Gudang Online Grosir Baju Anak Muslim Yang Terlengkap

Saya pikir konsep sebelumnya adalah grosir baju anak bahwa setiap orang harus menjadi seorang dewi,” kata Puglisi melalui Zoom dari Milan beberapa hari sebelum pertunjukan catwalknya. sambil tetap menjaga semangat merek untuk bersenang-senang.”Untuk lini pakaian pria merek, dia mengambil pendekatan serupa, menghindari estetika “playboy Saint-Tropez” lama untuk sesuatu yang lebih relatable. “Ini bukan momen playboy; ini momen mimpi yang jauh lebih inklusif dan ekspansif,” katanya.

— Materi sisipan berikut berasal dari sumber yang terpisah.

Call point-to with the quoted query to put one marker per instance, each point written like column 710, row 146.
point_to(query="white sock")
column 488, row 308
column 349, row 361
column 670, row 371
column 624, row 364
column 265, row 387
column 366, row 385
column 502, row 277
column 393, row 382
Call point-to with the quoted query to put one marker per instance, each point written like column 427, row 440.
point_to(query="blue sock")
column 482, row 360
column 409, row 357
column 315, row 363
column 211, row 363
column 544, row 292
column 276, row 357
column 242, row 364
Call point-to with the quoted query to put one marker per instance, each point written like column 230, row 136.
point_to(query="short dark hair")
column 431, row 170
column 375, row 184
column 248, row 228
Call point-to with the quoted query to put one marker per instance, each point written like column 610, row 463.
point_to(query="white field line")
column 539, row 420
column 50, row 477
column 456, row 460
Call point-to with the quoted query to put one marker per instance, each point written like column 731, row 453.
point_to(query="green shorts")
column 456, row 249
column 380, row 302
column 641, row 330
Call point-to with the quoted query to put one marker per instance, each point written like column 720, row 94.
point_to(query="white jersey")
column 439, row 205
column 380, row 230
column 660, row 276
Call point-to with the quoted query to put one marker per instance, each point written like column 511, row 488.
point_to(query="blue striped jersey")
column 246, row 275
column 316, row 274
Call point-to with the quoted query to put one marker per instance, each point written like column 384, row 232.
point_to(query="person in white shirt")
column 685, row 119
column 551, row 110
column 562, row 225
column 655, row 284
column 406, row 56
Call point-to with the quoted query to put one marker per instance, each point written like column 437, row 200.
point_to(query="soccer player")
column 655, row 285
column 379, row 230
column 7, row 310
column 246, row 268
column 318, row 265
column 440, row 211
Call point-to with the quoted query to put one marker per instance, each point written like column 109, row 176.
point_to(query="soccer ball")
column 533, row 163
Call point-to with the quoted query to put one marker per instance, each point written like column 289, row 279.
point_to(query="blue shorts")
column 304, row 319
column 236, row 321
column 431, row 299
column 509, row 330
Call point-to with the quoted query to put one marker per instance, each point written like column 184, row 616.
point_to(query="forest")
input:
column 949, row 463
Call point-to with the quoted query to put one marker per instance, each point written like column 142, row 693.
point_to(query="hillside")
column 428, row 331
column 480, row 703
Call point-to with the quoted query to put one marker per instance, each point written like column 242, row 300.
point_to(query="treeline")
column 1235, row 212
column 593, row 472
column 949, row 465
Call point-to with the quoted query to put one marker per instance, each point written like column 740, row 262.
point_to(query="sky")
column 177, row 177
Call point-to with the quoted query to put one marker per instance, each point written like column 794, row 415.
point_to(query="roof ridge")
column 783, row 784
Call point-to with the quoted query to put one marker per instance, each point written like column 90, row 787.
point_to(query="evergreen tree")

Masalah memburuk untuk merek ketika grosir baju anak tangkapan layar pesan pribadi di Instagram muncul untuk menunjukkan pendiri D&G Stefano Gabbana menanggapi kontroversi iklan dengan serangkaian komentar menghina tentang Tiongkok dan orang Tiongkok. Tangkapan layar yang diduga, yang beredar di media sosial – dan diposting ke Instagram oleh akun pengawas mode Diet Prada – menunjukkan pesan, yang diduga dikirim dari akun Gabbana, menggambarkan China sebagai “negara sebelum serangkaian emoji kotoran.

Gudang Online Grosir Baju Anak Muslim

Pada saat itu, D&G mengatakan bahwa akun Gabbana — dan labelnya — telah “diretas.” Desainer Italia itu membantah mengirim pesan. Merek minggu ini menolak untuk mengomentari insiden atau aspek lain dari cerita ini.Zuo Ye, model yang membintangi video kontroversial 2018 D&G, mengatakan bahwa karirnya hampir hancur dan bahwa dia, keluarganya, dan agennya “menerima banyak serangan dan ancaman.

grosir baju anak

Dampak dari insiden 2018 segera terjadi usaha bisnis online. Pengguna media sosial memfilmkan diri mereka sendiri menghancurkan produk D&G dan penyebutan merek melonjak sebesar 2.512% di Weibo, menurut sebuah laporan oleh perusahaan riset Gartner. Peragaan busana merek Shanghai dibatalkan hanya beberapa hari kemudian, dan produknya ditarik dari situs e-niaga Tiongkok. Gartner melaporkan bahwa D&G benar-benar gelap di Weibo selama lebih dari tiga bulan.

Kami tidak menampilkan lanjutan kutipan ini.